Method Type Default Description
.modelId(String) String inference4j/craft-mlt-25k HuggingFace model ID
.modelSource(ModelSource) ModelSource HuggingFaceModelSource Model resolution strategy
.sessionOptions(SessionConfigurer) SessionConfigurer default ONNX Runtime session config
.inputName(String) String auto-detected Input tensor name
.targetSize(int) int 1280 Long-side resize target
.textThreshold(float) float 0.7 Region score threshold
.lowTextThreshold(float) float 0.4 Affinity score threshold
.minComponentArea(int) int 10 Minimum region pixel area

Result type

TextRegion is a record with:

Field Type Description
box() BoundingBox Bounding box around the detected text
confidence() float Detection confidence (0.0 to 1.0)

How CRAFT works

CRAFT (Character Region Awareness for Text detection) produces two pixel-level heatmaps:

  1. Region score — highlights character centers
  2. Affinity score — highlights spacing between characters (links characters into words)

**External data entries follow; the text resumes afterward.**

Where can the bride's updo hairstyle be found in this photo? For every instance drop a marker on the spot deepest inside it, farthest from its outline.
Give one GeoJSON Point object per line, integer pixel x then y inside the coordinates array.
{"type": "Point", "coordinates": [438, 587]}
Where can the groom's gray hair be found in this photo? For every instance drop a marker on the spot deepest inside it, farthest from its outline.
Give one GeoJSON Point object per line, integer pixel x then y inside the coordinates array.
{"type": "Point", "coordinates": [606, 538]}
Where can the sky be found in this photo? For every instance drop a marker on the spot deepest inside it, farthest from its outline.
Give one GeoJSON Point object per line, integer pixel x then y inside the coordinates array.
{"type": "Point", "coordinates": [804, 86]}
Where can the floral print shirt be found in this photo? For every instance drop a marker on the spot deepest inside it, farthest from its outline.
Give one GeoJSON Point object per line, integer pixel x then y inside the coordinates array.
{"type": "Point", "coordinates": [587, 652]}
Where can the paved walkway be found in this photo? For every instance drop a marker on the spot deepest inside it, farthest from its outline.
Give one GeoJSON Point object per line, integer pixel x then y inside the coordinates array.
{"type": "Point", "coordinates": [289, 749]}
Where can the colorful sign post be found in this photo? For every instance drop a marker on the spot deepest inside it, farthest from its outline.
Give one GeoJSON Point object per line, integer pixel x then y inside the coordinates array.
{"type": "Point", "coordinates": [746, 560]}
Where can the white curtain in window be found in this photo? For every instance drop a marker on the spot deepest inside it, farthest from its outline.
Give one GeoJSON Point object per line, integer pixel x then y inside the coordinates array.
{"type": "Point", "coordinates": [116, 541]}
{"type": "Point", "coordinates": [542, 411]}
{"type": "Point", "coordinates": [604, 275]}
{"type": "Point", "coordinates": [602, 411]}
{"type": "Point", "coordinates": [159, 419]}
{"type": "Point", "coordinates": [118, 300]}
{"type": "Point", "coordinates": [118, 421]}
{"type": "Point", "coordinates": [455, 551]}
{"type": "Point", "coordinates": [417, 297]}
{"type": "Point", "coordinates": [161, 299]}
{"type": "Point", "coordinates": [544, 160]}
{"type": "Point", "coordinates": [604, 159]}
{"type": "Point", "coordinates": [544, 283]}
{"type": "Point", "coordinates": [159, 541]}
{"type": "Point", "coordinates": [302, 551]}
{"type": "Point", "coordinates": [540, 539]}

Connected components on the thresholded heatmaps produce text region bounding boxes. Unlike YOLO-style detectors, CRAFT doesn't use NMS — the connected component approach naturally handles overlapping text.

Threshold tuning

Scenario textThreshold lowTextThreshold
Clean document scans 0.7 (default) 0.4 (default)
Real-world photos 0.4 0.3
Sparse text (signs, labels) 0.3 0.2

Lower thresholds detect more text but may produce false positives. Higher thresholds are more precise but may miss faint or small text.

Hardware acceleration

CRAFT benefits significantly from hardware acceleration:

Backend Latency Speedup
CPU 831 ms
CoreML 153 ms 5.4x
try (var detector = CraftTextDetector.builder()
        .sessionOptions(opts -> opts.addCoreML())
        .build()) {
    detector.detect(Path.of("document.jpg"));
}

Tips

  • Both Path and BufferedImage inputs are supported.
  • Images are automatically resized (preserving aspect ratio) to fit within targetSize. Dimensions are rounded to multiples of 32 (VGG16 backbone requirement).
  • CRAFT detects text locations, not text content. Pair it with a text recognition model (like TrOCR) for full OCR.
  • Coordinates are in the original image's pixel space.